Laporan Badan Pusat Statistik yang dikutip oleh Asiaworldview.com, Sabtu (3/5/2025), tingkat inflasi April lebih rendah dari 1,65 persen yang dicatat pada bulan Maret. Indonesia melihat tingkat inflasi tahun-ke-tahun sebesar 1,95 persen.
“Perumahan, listrik, dan kelompok bahan bakar rumah tangga berkontribusi paling banyak untuk inflasi April, menyumbang 0,98 persen dari total,” kata Pudji Ismartini wakil BPS.
“Tarif listrik saja berkontribusi 0,97 persen untuk inflasi bulanan keseluruhan,” kata Pudji, mencatat kenaikan rata-rata 26,99 persen dalam harga listrik.
Baca Juga: Emas Vs Bitcoin, Mana Pilihan Investasi Jangka Panjang?

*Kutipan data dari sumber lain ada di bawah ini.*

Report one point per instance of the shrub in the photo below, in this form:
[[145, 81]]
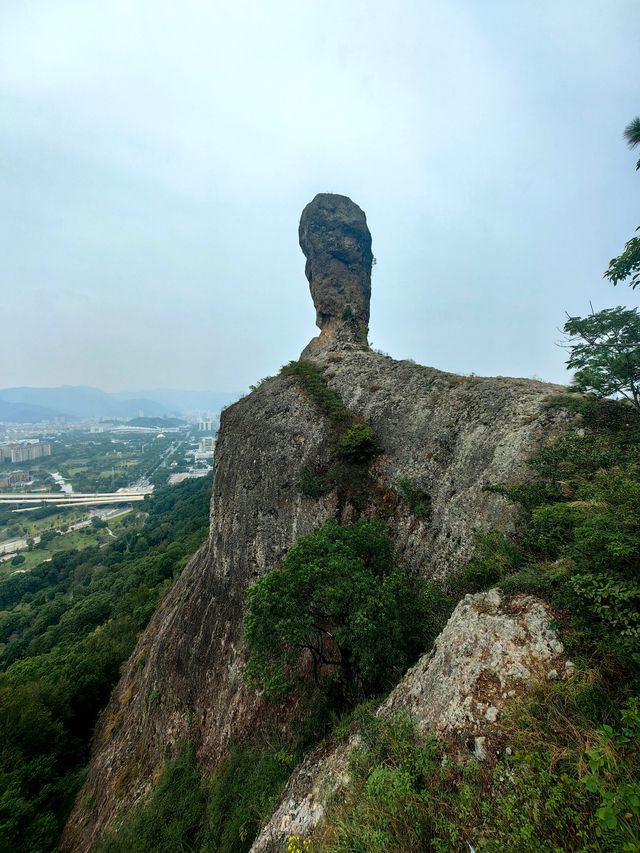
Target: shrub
[[358, 445], [337, 602], [314, 385]]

Emas menjadi kontributor terbesar kedua untuk inflasi, menyumbang 0,16 persen dari kenaikan bulanan. Ini didorong oleh kenaikan harga emas global yang berkelanjutan. Menurut BPS, perhiasan emas mengalami inflasi 10,52 persen bulan ke bulan.
“Ini adalah inflasi bulanan tertinggi untuk perhiasan emas dalam 20 bulan terakhir,” Pudji menambahkan.
Beberapa komoditas makanan juga melihat kenaikan harga di bulan April. Bawang raya berkontribusi 0,06 persen untuk inflasi keseluruhan, sementara cabai merah dan tomat menambah 0,04 persen dan 0,03 persen.